An earlier program with James Carse is available here.
Philosopher Frederick Ferré has covered from a philosophical perspective some of the questions addressed by Dr. Carse.
Carolyn Jessop's account of her life in and escape from the Fundamentalist Latter Day Saints (FLDS) presents a vivid and terrible example of the dangers of a criminal belief system protected by the veneer of religion.
Vows of Silence: The Abuse of Power in the Papacy of John Paul II written by Jason Berry and the late Gerald Renner tells another story of religious cover for illegal acts, in this case relating to the Legionaries of Christ, Rev. Marcial Maciel Degollado, Regnum Christi and the Vatican.

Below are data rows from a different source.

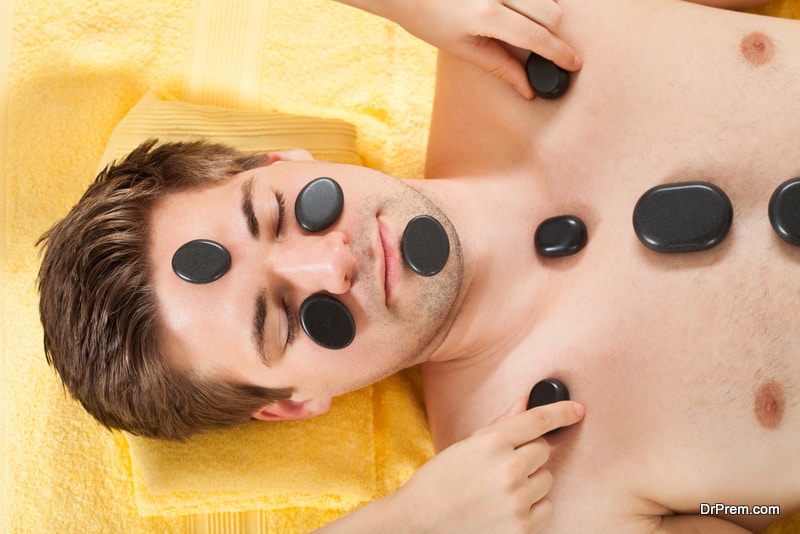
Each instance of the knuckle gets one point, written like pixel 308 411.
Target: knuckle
pixel 540 37
pixel 555 16
pixel 543 419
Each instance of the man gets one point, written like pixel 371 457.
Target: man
pixel 685 362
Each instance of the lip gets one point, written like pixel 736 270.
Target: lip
pixel 391 269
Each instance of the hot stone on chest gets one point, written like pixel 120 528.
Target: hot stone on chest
pixel 682 217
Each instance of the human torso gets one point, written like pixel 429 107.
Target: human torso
pixel 670 353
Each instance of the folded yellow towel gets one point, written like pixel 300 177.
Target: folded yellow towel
pixel 69 71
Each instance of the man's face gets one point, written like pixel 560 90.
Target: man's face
pixel 212 328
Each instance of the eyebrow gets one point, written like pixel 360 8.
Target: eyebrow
pixel 247 208
pixel 259 320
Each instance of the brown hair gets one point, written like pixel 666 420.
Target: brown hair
pixel 100 318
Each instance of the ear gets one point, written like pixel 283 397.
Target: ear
pixel 288 409
pixel 297 154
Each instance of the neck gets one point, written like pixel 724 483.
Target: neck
pixel 502 282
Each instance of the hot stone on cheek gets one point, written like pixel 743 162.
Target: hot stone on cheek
pixel 201 261
pixel 327 322
pixel 319 204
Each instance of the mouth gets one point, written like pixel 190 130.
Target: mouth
pixel 391 270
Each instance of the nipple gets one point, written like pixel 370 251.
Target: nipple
pixel 769 405
pixel 757 49
pixel 548 80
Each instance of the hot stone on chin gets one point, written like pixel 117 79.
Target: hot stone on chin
pixel 425 245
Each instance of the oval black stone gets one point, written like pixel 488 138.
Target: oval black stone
pixel 425 245
pixel 319 204
pixel 327 322
pixel 682 217
pixel 201 261
pixel 784 211
pixel 560 236
pixel 547 392
pixel 547 79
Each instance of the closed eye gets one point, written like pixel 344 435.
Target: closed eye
pixel 291 325
pixel 281 212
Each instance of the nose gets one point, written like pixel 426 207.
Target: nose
pixel 314 263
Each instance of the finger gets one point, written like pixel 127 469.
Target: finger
pixel 534 423
pixel 535 454
pixel 493 58
pixel 540 484
pixel 516 408
pixel 541 512
pixel 520 31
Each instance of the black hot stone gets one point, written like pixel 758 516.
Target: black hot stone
pixel 201 261
pixel 560 236
pixel 784 211
pixel 547 79
pixel 319 204
pixel 425 245
pixel 547 392
pixel 682 217
pixel 327 322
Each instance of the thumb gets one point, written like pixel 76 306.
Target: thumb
pixel 494 59
pixel 519 406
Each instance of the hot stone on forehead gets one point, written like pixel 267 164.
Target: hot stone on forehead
pixel 201 261
pixel 319 204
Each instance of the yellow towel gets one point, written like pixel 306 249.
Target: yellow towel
pixel 69 71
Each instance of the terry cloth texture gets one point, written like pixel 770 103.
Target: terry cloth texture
pixel 70 70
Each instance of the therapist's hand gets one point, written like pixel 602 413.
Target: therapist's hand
pixel 493 481
pixel 471 29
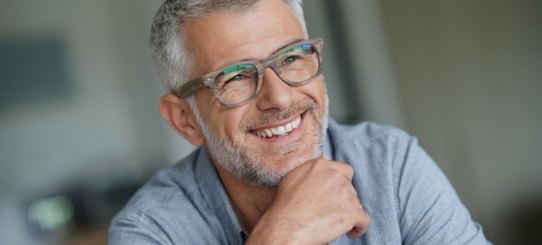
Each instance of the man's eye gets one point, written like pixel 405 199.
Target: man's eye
pixel 291 59
pixel 237 77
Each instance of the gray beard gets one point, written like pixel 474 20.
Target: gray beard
pixel 248 166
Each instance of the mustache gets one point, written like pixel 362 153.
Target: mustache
pixel 297 108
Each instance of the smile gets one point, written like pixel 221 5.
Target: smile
pixel 282 130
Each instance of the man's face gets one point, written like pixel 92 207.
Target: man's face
pixel 234 136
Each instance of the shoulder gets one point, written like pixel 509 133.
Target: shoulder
pixel 370 142
pixel 168 203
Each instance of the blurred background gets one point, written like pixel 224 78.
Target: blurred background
pixel 80 130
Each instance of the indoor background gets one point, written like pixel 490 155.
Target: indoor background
pixel 80 129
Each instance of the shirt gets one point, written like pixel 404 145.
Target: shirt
pixel 406 195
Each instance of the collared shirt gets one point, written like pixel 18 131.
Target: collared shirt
pixel 406 195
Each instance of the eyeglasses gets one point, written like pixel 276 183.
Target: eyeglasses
pixel 235 85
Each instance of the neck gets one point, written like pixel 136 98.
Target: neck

Surprisingly, at the end of his life, René Descartes added the emotions to his mind-body structure which lends support to Dr. Carse's "horizonal" view. Russell Shorto gets beyond the simple stereotypes associated with Descarte in Descartes Bones: A Skeletal History of the Conflict between Faith and Reason.
Robert Funk devoted much of his life to exploring the human Jesus behind the mysteries of Christianity.
Garry Wills has explored the Christian perspective in a series of books on the New Testament.
Theoretical biologist Stuart Kauffman presents his view of how to reconcile science and religion in Reinventing the Sacred. Kauffman and psychiatrist Charles Raison explore science and the mind against a backdrop of Tibetan Buddhism.
Over the years, this program series has looked at what is broadly characterized as "religion" and its impacts on life today. These programs include (in no particular order): Cornel West, Robert Franklin, Bruce Feiler, Alan Dershowitz, Joseph L. Roberts, John Shelby Spong, Robin Meyers, Reza Aslan, Geneive Abdo, Kevin Phillips, Leonard Shlain and Jim Wallis.
We relish the grace with which Jim Carse shares his big ideas with wit, wisdom and wonderful good humor. We both were tremendously impressed with the elegance with which he applies his luminous ideas -- first encountered in Finite and Infinite Games -- to the challenges of today’s world in his Religious Case Against Belief.